Con todo este primer párrafo hizo Cristiano, al inicio del segundo tiempo, un gurruño de papel que la papelera engulló. Es a lo que reducen los genios las sesudas consideraciones de los que hacemos como si supiéramos algo de fútbol. Yo he dejado aquí ese primer párrafo como muestra -patética pero sincera- de mi propia mortalidad. Algunos estamos en esta existencia para especular torpemente sobre la Historia mientras otros la hacen. Entre estos últimos destaca un señor de Madeira al que algunos odian con todo el poder de su corazón, acumulando así razones para odiarse a sí mismos un poco algún día. Si saben que a su retirada se rendirán ante él, ¿por qué no empiezan a rendirse ya? Sería más noble y decoroso.
Cristiano hizo Campeón del Mundo a su equipo con un lanzamiento de falta que no estaba en el guión. Ninguna jugada a balón parado lo está, ni siquiera para Dios, que incide solo en la fluidez del juego. En los tiros de falta (y solo en ellos) habita el libre albedrío del ser humano. También el de los semidioses, esos que modifican el curso de los ríos, aun de los que (no) transcurren por el desierto.
Los franceses llaman al orgasmo la pequeña muerte, y hay quien dice que en el más prosaico y menos provechoso lance del estornudo morimos de modo infinitesimal. En el golpeo de esa falta, en cambio, en esas pocas centésimas de segundo propiamente dichas, el Madrid fue resucitado. No solo ganó sino que empezó a jugar bien no a base de dejar de jugar mal, sino a base de dejar de jugar igual. Cristiano obró el ensalmo con ese tiro que se abrió paso, que se abrirá paso para siempre, en la barrera del Gremio.

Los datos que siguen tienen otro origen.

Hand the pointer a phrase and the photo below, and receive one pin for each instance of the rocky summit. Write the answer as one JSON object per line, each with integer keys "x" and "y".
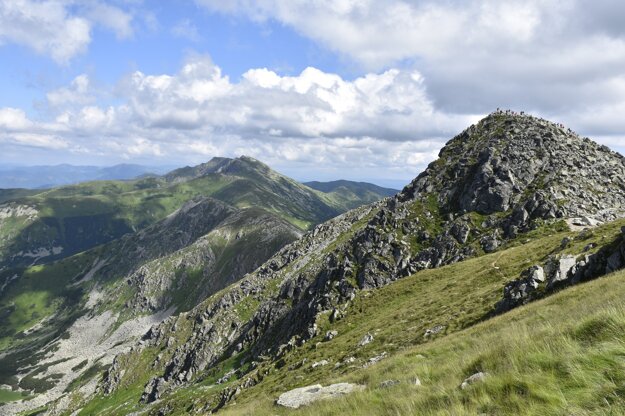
{"x": 501, "y": 183}
{"x": 514, "y": 209}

Gracias a esa cita con la gloria de Cristiano, convenientemente consumada, se desató la versatilidad que debería caracterizar el juego del Madrid siempre, y así volvió a marcar en contragolpe espléndido aunque injustamente (creo) se anulara el segundo gol del portugués. Así, también, llegó el casi-gol de Bale y un placido deslizarse de los minutos en pos de un título pequeño en sí mismo, si se quiere, pero grandioso como parte del mejor año de nuestras vidas.